I tried after removing softmax from UNet model. But the training does not seem right. I tried with 30 epochs just to cross-check, but in the second epoch, loss dropped from 36% to 5%, which does not seem right.


Labels are highly imbalanced, so I used weights in CE loss. I calculated my weights as shown here:
Classes → 0 (background), and remaining three (1,2, and 3) are class indices in labels.

First I consider whole labels from the whole dataset (dataset before splitting into training, validation, and testing) and counted how many times each class appeared. With these counts, I calculated weights.

class_counts = [294219409,   1738456,   1725338,    964349]
total_count = sum(class_counts)
class_weight = [class_counts[0]/total_count, class_counts[1]/total_count, class_counts[2]/total_count, class_counts[3]/total_count ]

Later I fed this weights to CE Loss:

loss_fn = nn.CrossEntropyLoss(weight=class_weight_tensor)

Is this the correct way to calculate class weights?

Currently, I am only using CE Loss with class weights for training. I know Dice loss and Focal Loss would be ideal one but even with just CE Loss network should learn and work (even with not so good efficiency as compared with Dice Loss).

Do you see any mistakes in my process?

Thank you very much for your support!

Best Regards,

The loss is not given in a percentage and an initial drop is common, so could you explain your concern a bit?

No, since you are now weighting the majority class higher and are thus adding more penalty to a wrong classification of class0. Divide by the class frequencies as explained in this post.

I mean with 0.36 to 0.05!

Thanks for the link. It’s very helpful. Based on this link, I have calculated weights per batch for Cross entropy loss. Still, with training 100 epochs, the learning is quite slow.

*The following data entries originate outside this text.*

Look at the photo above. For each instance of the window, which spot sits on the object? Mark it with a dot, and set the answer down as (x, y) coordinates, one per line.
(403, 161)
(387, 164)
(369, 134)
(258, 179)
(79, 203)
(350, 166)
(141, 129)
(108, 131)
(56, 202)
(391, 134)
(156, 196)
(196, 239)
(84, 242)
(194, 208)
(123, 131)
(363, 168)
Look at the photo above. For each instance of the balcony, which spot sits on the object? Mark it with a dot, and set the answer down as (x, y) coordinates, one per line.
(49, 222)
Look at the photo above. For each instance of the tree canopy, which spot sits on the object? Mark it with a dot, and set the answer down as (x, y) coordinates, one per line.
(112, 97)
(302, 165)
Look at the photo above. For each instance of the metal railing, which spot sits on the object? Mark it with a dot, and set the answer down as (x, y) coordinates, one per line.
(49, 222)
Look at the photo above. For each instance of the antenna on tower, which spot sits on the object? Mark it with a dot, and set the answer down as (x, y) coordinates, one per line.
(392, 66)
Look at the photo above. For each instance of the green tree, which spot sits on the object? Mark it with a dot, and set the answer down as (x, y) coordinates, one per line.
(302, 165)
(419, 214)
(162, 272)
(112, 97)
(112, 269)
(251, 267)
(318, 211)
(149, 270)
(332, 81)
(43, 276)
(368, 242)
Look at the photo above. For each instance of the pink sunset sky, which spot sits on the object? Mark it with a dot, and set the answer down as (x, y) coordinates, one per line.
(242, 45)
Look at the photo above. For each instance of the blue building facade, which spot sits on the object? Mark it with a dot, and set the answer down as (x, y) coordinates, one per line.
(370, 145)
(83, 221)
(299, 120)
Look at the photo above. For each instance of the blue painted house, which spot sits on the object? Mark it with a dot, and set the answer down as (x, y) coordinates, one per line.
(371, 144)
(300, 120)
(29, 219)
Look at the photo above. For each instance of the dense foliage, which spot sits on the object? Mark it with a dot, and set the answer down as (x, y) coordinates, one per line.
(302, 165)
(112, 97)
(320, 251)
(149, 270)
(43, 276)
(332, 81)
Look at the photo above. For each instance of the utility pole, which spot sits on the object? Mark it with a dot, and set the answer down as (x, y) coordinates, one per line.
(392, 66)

I saw many code repo where they use a combination of Cross entropy loss and Dice Score, but the contribution of each one of them in final total loss varies (some use just addition of both the loss, and some use percentages of (50%) from each one of them). Are there any useful guidelines while calculating the loss function especially for imbalanced dataset?

Hello! im having the same issue. Did you solve this problem ankita?